Rfc | 4522 |
Title | Lightweight Directory Access Protocol (LDAP): The Binary Encoding
Option |
Author | S. Legg |
Date | June 2006 |
Format: | TXT, HTML |
Status: | PROPOSED
STANDARD |
|
Network Working Group S. Legg
Request for Comments: 4522 eB2Bcom
Category: Standards Track June 2006
Lightweight Directory Access Protocol (LDAP):
The Binary Encoding Option
Status of This Memo
This document specifies an Internet standards track protocol for the
Internet community, and requests discussion and suggestions for
improvements. Please refer to the current edition of the "Internet
Official Protocol Standards" (STD 1) for the standardization state
and status of this protocol. Distribution of this memo is unlimited.
Copyright Notice
Copyright (C) The Internet Society (2006).
Abstract
Each attribute stored in a Lightweight Directory Access Protocol
(LDAP) directory has a defined syntax (i.e., data type). A syntax
definition specifies how attribute values conforming to the syntax
are normally represented when transferred in LDAP operations. This
representation is referred to as the LDAP-specific encoding to
distinguish it from other methods of encoding attribute values. This
document defines an attribute option, the binary option, that can be
used to specify that the associated attribute values are instead
encoded according to the Basic Encoding Rules (BER) used by X.500
directories.
Table of Contents
1. Introduction ....................................................2
2. Conventions .....................................................2
3. The Binary Option ...............................................2
4. Syntaxes Requiring Binary Transfer ..............................3
5. Attributes Returned in a Search .................................4
6. All User Attributes .............................................4
7. Conflicting Requests ............................................5
8. Security Considerations .........................................5
9. IANA Considerations .............................................5
10. References .....................................................5
10.1. Normative References ......................................5
10.2. Informative References ....................................6
1. Introduction
Each attribute stored in a Lightweight Directory Access Protocol
(LDAP) directory [RFC4510] has a defined syntax (i.e., data type)
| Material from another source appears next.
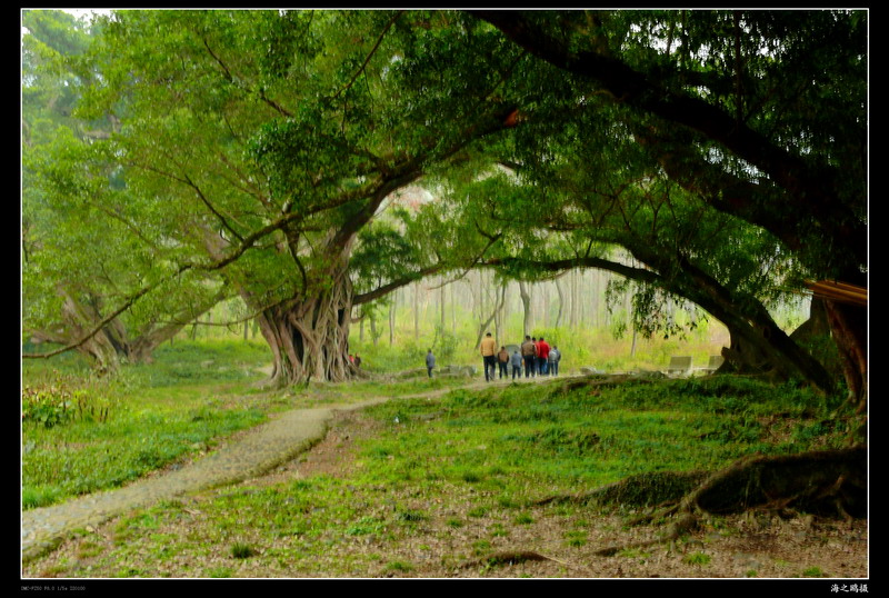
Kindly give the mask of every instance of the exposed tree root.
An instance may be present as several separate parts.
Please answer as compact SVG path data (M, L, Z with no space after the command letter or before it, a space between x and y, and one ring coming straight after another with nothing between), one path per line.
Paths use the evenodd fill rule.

which constrains the structure and format of its values.
The description of each syntax [RFC4517] specifies how attribute or
assertion values [RFC4512] conforming to the syntax are normally
represented when transferred in LDAP operations [RFC4511]. This
representation is referred to as the LDAP-specific encoding to
distinguish it from other methods of encoding attribute values.
This document defines an attribute option, the binary option, which
can be used in an attribute description [RFC4512] in an LDAP
operation to specify that the associated attribute values or
assertion values are, or are requested to be, encoded according to
the Basic Encoding Rules (BER) [BER] as used by X.500 [X.500]
directories, instead of the usual LDAP-specific encoding.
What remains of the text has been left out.